BEIJING (Reuters) - China's multi-billion-dollar building boom ahead of the Beijing Olympics has unearthed hundreds of ancient relics -- some 2,000 years old -- leaving archaeologists to pick up pieces behind construction crews.

The director of the State Administration and Cultural Heritage, Shan Jixiang, has urged local officials to conduct archaeological investigations of sites before construction, the China Daily reported on Tuesday.

But in the rush to finish projects ahead of the August 2008 opening of the Games, the earth movers are driving on.

"Archaeologists in Beijing are following bulldozers," an archaeologist with the Beijing municipal cultural heritage administration, who requested anonymity, told the newspaper.

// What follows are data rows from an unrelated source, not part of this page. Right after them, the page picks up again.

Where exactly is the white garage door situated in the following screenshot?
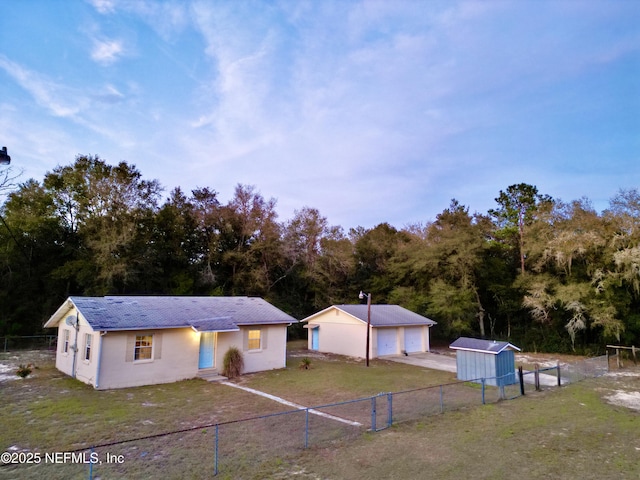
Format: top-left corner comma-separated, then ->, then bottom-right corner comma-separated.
404,327 -> 423,353
377,329 -> 397,356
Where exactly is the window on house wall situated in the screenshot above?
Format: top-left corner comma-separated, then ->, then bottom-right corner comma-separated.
84,333 -> 92,361
134,335 -> 153,361
248,329 -> 261,350
63,330 -> 70,353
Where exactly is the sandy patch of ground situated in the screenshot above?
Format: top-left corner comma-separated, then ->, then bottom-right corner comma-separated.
516,355 -> 562,368
0,362 -> 17,382
604,390 -> 640,411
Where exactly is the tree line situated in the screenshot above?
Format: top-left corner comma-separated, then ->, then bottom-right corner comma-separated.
1,155 -> 638,353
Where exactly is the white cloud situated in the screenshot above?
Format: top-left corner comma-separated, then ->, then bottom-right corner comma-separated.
0,55 -> 83,118
92,84 -> 126,104
88,0 -> 116,14
90,38 -> 125,65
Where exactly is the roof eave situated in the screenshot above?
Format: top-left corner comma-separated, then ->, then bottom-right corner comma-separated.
234,320 -> 295,326
190,326 -> 240,333
43,297 -> 76,329
374,322 -> 437,328
300,305 -> 342,323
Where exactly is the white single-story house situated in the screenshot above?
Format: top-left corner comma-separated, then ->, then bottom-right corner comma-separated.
301,304 -> 436,359
44,296 -> 296,389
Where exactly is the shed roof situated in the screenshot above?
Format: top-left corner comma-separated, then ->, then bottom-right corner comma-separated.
44,296 -> 296,332
450,337 -> 521,355
303,304 -> 436,327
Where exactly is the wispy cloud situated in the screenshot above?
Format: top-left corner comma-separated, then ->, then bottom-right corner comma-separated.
88,0 -> 116,15
0,54 -> 137,150
2,0 -> 638,229
90,38 -> 125,65
0,55 -> 83,118
90,0 -> 189,40
92,84 -> 126,104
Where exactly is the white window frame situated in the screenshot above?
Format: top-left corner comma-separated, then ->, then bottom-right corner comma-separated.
247,329 -> 262,351
84,333 -> 92,362
134,334 -> 154,362
63,329 -> 70,354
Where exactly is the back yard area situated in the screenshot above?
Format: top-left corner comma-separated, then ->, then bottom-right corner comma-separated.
1,341 -> 639,479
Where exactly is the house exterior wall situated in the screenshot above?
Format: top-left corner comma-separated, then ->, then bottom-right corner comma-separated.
96,328 -> 200,390
53,306 -> 99,387
215,325 -> 287,374
307,309 -> 368,358
307,309 -> 432,359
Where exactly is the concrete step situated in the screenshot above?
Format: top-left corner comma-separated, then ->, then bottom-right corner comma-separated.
197,369 -> 228,382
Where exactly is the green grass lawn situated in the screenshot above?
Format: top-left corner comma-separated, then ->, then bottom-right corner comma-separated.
1,345 -> 638,479
284,377 -> 640,480
241,341 -> 458,406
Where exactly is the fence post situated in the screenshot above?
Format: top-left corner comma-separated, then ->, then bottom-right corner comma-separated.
439,385 -> 444,413
214,424 -> 219,476
518,366 -> 525,395
534,364 -> 540,391
481,378 -> 485,404
88,447 -> 94,480
371,396 -> 377,432
556,361 -> 561,387
305,408 -> 309,449
387,393 -> 393,428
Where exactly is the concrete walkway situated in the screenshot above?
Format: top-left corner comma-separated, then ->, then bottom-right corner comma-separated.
220,381 -> 362,427
386,352 -> 457,372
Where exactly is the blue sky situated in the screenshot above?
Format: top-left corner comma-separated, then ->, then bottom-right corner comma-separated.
1,0 -> 638,229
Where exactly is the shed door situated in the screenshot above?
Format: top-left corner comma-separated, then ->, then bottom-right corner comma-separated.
404,327 -> 422,353
198,332 -> 215,369
311,327 -> 319,350
377,329 -> 397,356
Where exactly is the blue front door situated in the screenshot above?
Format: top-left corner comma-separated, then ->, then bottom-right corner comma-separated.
311,328 -> 319,350
199,332 -> 215,369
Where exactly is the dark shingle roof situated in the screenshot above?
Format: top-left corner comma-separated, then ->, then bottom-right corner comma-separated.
48,296 -> 296,331
449,337 -> 520,354
330,304 -> 436,327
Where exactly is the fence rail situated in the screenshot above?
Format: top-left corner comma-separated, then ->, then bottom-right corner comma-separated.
1,354 -> 610,479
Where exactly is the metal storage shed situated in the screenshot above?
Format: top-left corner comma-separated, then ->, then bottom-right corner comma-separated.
450,337 -> 521,387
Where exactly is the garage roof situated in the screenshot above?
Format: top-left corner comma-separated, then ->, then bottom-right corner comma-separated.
303,304 -> 436,327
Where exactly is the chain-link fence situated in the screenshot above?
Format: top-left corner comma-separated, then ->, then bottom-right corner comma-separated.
558,355 -> 609,383
1,335 -> 57,352
1,356 -> 610,479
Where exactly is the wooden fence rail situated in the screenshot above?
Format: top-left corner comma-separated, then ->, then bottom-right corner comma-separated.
606,344 -> 638,367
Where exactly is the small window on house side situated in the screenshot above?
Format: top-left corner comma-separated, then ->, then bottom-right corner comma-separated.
63,329 -> 70,354
84,333 -> 92,361
134,335 -> 153,361
248,330 -> 261,351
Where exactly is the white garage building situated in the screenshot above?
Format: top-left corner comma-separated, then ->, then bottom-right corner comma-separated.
302,304 -> 436,359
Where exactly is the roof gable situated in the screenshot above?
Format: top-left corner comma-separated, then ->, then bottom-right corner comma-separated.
450,337 -> 521,354
45,296 -> 296,331
303,304 -> 436,327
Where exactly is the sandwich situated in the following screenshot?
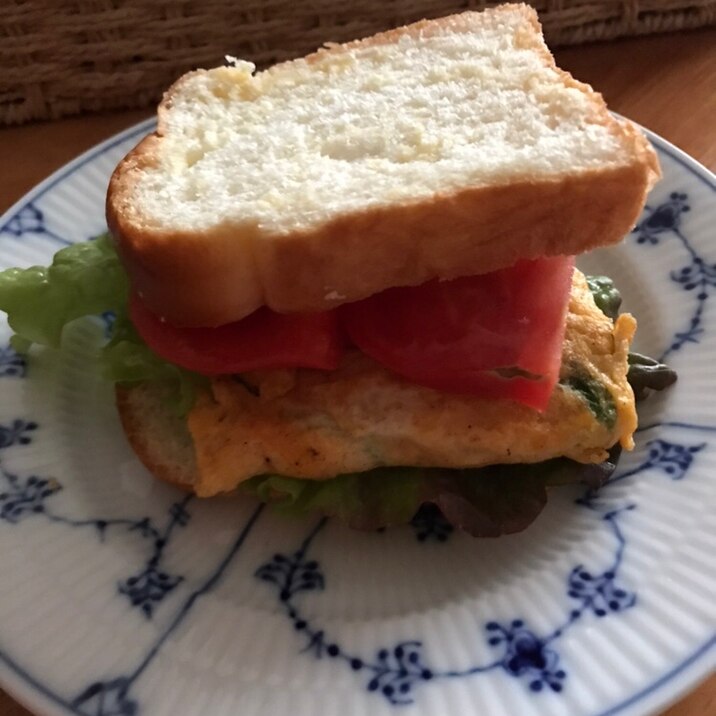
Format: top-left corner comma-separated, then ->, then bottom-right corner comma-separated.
0,4 -> 675,536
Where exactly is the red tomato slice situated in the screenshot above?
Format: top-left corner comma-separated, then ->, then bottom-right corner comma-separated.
129,295 -> 345,374
341,257 -> 575,410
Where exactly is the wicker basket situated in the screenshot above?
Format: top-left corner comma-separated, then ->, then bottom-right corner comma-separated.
2,0 -> 714,125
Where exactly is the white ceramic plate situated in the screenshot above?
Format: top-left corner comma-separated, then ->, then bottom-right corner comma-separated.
0,120 -> 714,716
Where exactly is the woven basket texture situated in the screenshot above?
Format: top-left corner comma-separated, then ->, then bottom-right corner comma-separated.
2,0 -> 715,125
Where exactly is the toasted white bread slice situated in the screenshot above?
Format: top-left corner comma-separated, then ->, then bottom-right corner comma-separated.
116,271 -> 637,496
116,382 -> 197,490
108,4 -> 659,327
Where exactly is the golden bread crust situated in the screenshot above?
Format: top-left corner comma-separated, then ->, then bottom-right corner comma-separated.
115,384 -> 197,490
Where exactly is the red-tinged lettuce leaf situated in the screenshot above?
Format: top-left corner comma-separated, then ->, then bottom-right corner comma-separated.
241,449 -> 620,538
423,470 -> 549,538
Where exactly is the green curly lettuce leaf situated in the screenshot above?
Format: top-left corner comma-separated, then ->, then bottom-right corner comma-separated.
102,314 -> 207,415
0,236 -> 204,414
0,235 -> 128,350
241,453 -> 618,537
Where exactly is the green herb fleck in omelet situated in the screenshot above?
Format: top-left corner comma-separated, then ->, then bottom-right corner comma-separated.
562,374 -> 617,428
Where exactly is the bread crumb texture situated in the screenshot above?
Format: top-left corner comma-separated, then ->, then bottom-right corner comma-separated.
134,6 -> 630,234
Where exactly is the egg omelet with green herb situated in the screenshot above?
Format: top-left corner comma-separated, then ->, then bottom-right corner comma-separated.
186,271 -> 636,497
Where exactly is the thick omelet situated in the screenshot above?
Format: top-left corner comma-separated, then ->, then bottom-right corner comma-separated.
186,271 -> 636,497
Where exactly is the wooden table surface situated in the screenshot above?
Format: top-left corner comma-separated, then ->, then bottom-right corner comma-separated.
0,28 -> 714,716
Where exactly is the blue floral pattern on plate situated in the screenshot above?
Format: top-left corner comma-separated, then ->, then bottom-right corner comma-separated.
0,202 -> 73,247
632,192 -> 716,359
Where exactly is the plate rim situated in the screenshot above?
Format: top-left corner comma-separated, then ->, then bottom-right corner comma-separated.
0,118 -> 714,716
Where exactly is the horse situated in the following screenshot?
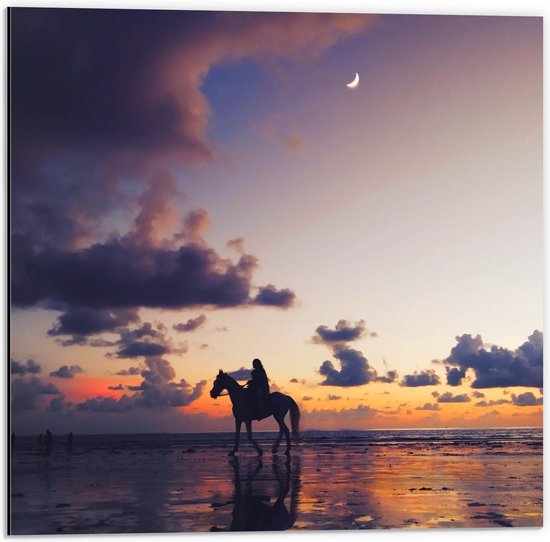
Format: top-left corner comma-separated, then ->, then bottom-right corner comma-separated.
210,370 -> 300,456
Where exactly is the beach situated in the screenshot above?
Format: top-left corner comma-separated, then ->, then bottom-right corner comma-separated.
9,428 -> 543,534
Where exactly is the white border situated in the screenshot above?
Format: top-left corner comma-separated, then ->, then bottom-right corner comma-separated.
1,1 -> 547,541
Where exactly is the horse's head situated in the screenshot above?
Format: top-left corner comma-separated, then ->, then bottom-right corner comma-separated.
210,370 -> 228,398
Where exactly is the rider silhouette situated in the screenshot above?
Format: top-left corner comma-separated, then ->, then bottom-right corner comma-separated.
247,359 -> 270,415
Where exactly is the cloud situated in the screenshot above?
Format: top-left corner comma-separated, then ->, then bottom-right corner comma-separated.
302,404 -> 380,428
11,9 -> 376,281
445,367 -> 467,387
319,346 -> 378,387
76,358 -> 206,412
328,394 -> 341,400
313,319 -> 368,344
49,365 -> 83,378
48,308 -> 139,340
472,391 -> 485,398
108,384 -> 125,391
227,237 -> 245,254
314,319 -> 394,387
14,218 -> 298,320
114,366 -> 141,376
474,399 -> 511,407
11,377 -> 61,411
173,314 -> 207,333
290,378 -> 306,384
253,284 -> 296,308
10,358 -> 41,375
436,392 -> 471,403
415,403 -> 440,411
115,342 -> 170,359
301,396 -> 313,401
375,370 -> 398,384
47,395 -> 72,412
510,392 -> 543,407
400,370 -> 440,387
443,331 -> 543,388
226,367 -> 252,381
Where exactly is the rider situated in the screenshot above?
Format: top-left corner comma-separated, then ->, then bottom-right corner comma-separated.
247,358 -> 270,415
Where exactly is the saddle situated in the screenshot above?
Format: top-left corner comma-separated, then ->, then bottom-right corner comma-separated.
245,388 -> 272,420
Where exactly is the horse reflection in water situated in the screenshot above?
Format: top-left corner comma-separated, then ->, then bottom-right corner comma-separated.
211,455 -> 301,532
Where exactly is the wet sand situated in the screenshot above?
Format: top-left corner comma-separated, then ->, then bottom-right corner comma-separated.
10,433 -> 542,534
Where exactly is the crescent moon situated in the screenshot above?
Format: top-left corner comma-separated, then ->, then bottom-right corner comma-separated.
346,72 -> 360,89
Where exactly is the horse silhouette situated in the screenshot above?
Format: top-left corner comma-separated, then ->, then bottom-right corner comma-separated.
210,370 -> 300,456
211,455 -> 301,531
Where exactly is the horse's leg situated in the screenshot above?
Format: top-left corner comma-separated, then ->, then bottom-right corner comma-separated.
229,419 -> 242,456
272,418 -> 283,454
274,412 -> 291,454
245,420 -> 263,456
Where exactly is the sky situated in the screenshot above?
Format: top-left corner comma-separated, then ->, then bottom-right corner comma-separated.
9,8 -> 543,434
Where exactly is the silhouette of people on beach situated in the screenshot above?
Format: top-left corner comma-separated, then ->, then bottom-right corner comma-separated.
247,359 -> 270,416
211,455 -> 301,531
44,429 -> 53,456
66,432 -> 74,454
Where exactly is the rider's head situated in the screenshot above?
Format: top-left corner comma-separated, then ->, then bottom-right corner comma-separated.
252,358 -> 262,369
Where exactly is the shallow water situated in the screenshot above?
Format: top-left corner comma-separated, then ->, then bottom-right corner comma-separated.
9,428 -> 543,533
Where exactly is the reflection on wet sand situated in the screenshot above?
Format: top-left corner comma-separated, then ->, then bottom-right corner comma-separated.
211,455 -> 301,531
9,429 -> 543,534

More than 1,500 gold, ceramic, jade and other artifacts have been recovered from Beijing's Olympic stadium sites, and more than 700 ancient tombs have been found on the sites during the past two years, the newspaper reported.

The archaeologist said some of the relics dated back to the Han Dynasty (206 B.C.-220 A.D.).

Breakneck economic development also has claimed many historic "hutong" alleyways and architectural icons in the capital.

But Beijing's problem is not unique in the fast-growing country.

"China's cities have undergone huge changes, with many of their older quarters being reshaped, often to the detriment of their cultural heritage," Shan told the newspaper.

Shan said the government will spend more money to help preserve 100 of the country's famous historical sites, including the Great Wall and some sections of the Silk Street shopping area.

"The next few years will be a critical time for these sites because of the ongoing urbanization," he said.